Probability topic is the fundamental concept of the statistics. And machine learning is closely related to statistics. That is why, understand the probability very important if you are doing research, statistics, and machine learning.

Monty Hall is a very interesting problem. It says, if you are given 3 doors to choose. One of them contains a car (which you want), the other two are goats (which you don’t want). After you made your choice, before opening the door, the host will open the door that you didn’t choose yet contains the goat (he knows which door has the goat). Now, if you are given an opportunity to change your choice to another door (which you didn’t choose earlier), are you going to change?

In the first glance, you will feel that whatever you choose, the probability is always 1/3. However, the conditional probability tells you that, if you always make the switch after the host opened the door that has a goat, your probability to win the car will increase to 2/3. What??

In order to prove this, I wrote a Python script.

#!/usr/bin/env python
# This is simulating Monty Hall Paradox

import random


def monty(switch):
    # random shuffle
    doors = [0, 0, 1]  # one of the door contains the car
    random.shuffle(doors)

    openDoor = None

    # choose the first door (not open)
    # if the first door is 1, randomly open the other
    if doors[0] == 1:
        # open the door
        openDoor = random.randint(1, 2)
    else:  # open the door that contains goat
        if doors[1] == 1:
            openDoor = 2
        else:
            openDoor = 1

    # now open the last door
    if not switch:
        return doors[0]
    else:
        if openDoor == 2:
            return doors[1]
        else:
            return doors[2]


def main():
    total = 10000
    car = 0
    for i in range(total):
        car += monty(True)

    print("Always switch the door. Total: {}, car: {}. P = {}".format(total, car, car / total))

    car = 0
    for i in range(total):
        car += monty(False)

    print("No switch the door. Total: {}, car: {}. P = {}".format(total, car, car / total))


main()

Run the code, you will always get the probabilty close to 0.6667 if you always switch the door.

Always switch the door. Total: 10000, car: 6625. P = 0.6625
No switch the door. Total: 10000, car: 3309. P = 0.3309

Frog riddle

Recently I just watched a Youtube about frog riddle.

It also mentions about the conditional probability. Interestingly, quite a lot of comments mentioned that the author is wrong.

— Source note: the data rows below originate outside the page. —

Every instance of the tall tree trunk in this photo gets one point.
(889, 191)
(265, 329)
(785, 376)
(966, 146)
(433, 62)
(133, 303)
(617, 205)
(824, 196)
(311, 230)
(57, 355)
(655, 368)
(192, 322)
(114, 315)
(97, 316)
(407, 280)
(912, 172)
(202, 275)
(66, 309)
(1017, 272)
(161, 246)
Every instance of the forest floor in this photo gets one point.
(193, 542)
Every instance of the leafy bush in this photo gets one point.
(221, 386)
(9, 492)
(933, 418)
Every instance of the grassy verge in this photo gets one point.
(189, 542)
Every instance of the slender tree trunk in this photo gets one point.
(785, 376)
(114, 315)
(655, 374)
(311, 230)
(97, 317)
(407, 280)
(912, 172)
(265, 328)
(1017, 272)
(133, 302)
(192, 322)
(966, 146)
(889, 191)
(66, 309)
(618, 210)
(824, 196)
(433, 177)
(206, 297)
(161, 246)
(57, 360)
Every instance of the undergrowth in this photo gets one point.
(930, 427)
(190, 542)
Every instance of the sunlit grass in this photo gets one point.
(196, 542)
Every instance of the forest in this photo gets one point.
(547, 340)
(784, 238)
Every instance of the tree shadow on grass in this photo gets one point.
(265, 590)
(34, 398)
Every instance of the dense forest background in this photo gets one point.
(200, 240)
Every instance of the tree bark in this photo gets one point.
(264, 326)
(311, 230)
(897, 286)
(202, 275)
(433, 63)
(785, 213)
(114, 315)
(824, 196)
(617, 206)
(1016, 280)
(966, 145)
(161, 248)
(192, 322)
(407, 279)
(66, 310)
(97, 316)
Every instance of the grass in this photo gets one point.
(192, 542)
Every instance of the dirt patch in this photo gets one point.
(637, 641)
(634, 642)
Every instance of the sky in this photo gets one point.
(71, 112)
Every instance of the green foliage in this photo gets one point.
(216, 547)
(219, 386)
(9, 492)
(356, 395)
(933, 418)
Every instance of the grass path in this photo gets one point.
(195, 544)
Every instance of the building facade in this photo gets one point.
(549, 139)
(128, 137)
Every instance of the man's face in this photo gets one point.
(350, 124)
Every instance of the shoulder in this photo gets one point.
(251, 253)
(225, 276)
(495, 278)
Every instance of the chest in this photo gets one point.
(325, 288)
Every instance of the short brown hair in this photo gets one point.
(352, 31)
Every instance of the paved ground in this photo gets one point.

In order to prove that the author is correct, I wrote another Python script.

#!/usr/bin/env python

import random

# Frog 0 for female, 1 for male


def create_frog():
    return random.randint(0, 1)


def has_croak(pairs):  # also male
    return 1 in pairs


def has_female(frogs):
    return 0 in frogs


def choose_without_croak(choose_two):
    frogs = [create_frog() for i in range(3)]
    # first frog at the right side
    # second and third at the left side

    if choose_two:
        return has_female(frogs[1:])  # choose two frogs

    return has_female(frogs[0:1])


def main():
    total = 10000
    correct = 0
    for i in range(total):
        correct += choose_without_croak(True)
    print('Just choose two frogs. Total: {}, correct: {}. P = {}'.format(total, correct, correct / total))

    correct = 0
    for i in range(total):
        correct += choose_without_croak(False)
    print('Just choose one frog. Total: {}, correct: {}. P = {}'.format(total, correct, correct / total))


# The exact question is,
# "What is the probability of the frogs in the pair has female,
# given that one of them is male?"
def exact_calculation():
    total = 10000
    croak = 0
    correct = 0
    for i in range(total):
        frogs = [create_frog() for i in range(3)]
        if has_croak(frogs[1:]):
            croak += 1
            if has_female(frogs[1:]):
                correct += 1
    print('Total croak: {}, correct: {}. P = {}'.format(croak, correct, correct / croak))


main()
exact_calculation()

Running the script, you will get

Just choose two frogs. Total: 10000, correct: 7498. P = 0.7498
Just choose one frog. Total: 10000, correct: 4974. P = 0.4974
Total croak: 7474, correct: 4998. P = 0.6687182231736687

Based on the result, if you choose two frogs, the probability of survive is close to 0.75. If you choose one frog, the probability is 0.5.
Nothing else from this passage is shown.